The prospective threat to Chinese airlines from fast trains may lessen substantially or at least slow down after the arrest of the railways minister on suspicion of corruption.
The arrest is a blow to the railways ministry’s political independence and therefore to its ability to propel its own massive programs with little restraint from other departments, above all the transport ministry, which represents airlines.
Chinese airlines are facing the greatest assault ever launched on commercial aviation by high-speed trains as the railways ministry builds a colossal system of 25,000 km (15,500 mi.) of super-fast passenger lines in direct competition with air carriers. The trains, most running at up to 350 kph (220 mph), are the fastest in the world and will blanket the most heavily populated parts of China. Moreover, they are being laid directly under trunk air routes.
The economic viability of this program has been questioned, but the railways ministry has been so powerful that it has been able to resist incorporation into the transport ministry and has therefore been free to plan, build, finance, operate and regulate its lines with minimal outside interference.
That status may come to and end now that the rail industry has been disgraced by the arrest of its minister, Liu Zhijun. Liu and his family are being investigated for corrupt behavior involving 12.2 billion yuan ($1.86 billion), says the Central Commission for Discipline Inspection, the body charged with keeping Communist Party members in line. Moreover, of 28 railways officials responsible for buying foreign equipment, 19 were found to have foreign bank accounts, 12 at Swiss banks, says the commission.

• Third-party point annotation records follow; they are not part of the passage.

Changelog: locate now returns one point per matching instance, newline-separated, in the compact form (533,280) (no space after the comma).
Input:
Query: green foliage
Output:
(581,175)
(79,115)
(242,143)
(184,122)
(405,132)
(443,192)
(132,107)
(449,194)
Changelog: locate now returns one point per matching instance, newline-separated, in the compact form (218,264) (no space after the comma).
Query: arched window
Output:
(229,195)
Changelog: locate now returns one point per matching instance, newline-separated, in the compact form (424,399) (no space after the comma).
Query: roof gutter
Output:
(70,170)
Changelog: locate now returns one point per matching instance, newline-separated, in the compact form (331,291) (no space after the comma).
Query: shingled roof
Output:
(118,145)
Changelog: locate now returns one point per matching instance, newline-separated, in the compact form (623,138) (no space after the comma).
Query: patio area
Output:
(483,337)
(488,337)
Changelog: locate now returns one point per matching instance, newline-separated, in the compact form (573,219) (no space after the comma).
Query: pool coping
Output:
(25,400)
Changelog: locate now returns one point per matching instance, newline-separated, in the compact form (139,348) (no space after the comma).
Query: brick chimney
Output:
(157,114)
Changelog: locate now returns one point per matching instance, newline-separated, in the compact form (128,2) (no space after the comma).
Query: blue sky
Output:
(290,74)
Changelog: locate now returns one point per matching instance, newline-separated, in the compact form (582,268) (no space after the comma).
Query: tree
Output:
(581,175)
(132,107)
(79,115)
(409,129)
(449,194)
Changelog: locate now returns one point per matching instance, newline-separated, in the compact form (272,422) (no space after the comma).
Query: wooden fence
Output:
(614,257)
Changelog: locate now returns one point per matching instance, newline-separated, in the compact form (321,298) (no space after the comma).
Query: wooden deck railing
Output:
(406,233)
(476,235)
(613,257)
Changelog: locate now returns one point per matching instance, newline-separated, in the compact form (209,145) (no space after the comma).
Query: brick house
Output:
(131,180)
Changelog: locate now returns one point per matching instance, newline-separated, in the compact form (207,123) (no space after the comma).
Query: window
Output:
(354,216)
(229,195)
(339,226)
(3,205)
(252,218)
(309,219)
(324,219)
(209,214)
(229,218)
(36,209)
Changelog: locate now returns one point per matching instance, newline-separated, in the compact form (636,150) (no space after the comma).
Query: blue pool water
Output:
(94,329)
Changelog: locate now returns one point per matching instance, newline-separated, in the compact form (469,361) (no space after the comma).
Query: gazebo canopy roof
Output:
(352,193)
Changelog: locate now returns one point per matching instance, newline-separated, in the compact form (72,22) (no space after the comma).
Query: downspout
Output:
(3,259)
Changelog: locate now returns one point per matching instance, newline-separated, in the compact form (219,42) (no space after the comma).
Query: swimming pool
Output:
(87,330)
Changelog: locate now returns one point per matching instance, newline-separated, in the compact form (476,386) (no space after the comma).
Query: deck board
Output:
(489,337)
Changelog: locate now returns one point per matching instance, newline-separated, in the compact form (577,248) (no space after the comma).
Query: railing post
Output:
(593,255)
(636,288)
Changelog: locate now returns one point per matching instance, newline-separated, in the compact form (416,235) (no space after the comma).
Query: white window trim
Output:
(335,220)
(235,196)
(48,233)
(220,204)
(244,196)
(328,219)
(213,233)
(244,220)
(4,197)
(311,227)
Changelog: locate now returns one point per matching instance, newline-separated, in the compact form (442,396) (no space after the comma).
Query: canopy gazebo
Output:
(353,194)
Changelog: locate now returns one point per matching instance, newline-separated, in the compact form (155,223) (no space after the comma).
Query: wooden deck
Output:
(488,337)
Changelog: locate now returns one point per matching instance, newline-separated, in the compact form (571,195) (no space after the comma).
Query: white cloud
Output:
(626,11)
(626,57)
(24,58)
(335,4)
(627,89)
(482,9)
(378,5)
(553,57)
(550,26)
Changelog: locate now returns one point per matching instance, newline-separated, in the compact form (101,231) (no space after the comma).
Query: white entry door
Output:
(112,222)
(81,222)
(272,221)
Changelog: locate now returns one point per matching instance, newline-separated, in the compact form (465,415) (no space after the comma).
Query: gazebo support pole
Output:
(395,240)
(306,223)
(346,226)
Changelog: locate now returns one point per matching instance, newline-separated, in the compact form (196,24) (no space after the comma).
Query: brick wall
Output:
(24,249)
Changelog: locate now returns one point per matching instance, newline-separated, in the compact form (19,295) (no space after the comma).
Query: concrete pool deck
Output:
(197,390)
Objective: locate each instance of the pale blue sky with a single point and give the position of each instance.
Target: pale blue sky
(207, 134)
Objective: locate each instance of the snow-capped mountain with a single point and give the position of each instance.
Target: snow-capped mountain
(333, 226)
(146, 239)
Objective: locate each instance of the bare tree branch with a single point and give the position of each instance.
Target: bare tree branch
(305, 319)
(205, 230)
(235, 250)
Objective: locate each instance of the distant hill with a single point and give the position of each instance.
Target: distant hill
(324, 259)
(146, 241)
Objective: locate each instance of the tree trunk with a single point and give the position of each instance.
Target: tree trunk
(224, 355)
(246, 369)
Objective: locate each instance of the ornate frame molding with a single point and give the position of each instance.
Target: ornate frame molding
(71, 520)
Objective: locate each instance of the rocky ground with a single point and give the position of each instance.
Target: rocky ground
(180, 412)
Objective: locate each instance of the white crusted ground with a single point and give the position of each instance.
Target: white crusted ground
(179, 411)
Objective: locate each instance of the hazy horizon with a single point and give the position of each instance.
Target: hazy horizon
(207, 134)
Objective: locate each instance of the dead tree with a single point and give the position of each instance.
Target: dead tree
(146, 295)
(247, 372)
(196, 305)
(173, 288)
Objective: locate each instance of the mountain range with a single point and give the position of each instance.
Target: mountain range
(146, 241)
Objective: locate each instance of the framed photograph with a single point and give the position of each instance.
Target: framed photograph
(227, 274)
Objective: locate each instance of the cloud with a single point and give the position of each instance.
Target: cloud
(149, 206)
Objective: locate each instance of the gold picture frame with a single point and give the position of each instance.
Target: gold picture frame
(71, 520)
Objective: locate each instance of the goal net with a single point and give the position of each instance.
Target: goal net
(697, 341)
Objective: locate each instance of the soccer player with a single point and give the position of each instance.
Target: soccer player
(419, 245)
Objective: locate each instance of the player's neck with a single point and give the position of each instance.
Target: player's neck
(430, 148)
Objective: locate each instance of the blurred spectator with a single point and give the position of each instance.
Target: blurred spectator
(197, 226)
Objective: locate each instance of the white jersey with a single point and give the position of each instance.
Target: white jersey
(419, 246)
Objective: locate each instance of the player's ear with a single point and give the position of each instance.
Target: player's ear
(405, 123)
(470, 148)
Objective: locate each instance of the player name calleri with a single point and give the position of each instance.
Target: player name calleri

The degree to which the fast-rail expansion will slow will depend partly on how much of each line has already been built and its importance to the integrated network. Sections of most of the main lines are already under construction, and some are complete. The line that airline analysts are watching most closely — between Beijing and Shangha — will open this year, saddling China’s most heavily trafficked air route with competition from 380-kph trains. China Southern already lost half of its business to 350-kph trains on the shorter Wuhan-Guangzhou route.
Completion of other lines might be slowed, however, especially since the program was accelerated in 2009 to help ward off recession, whereas the economy now may be overheating in some places.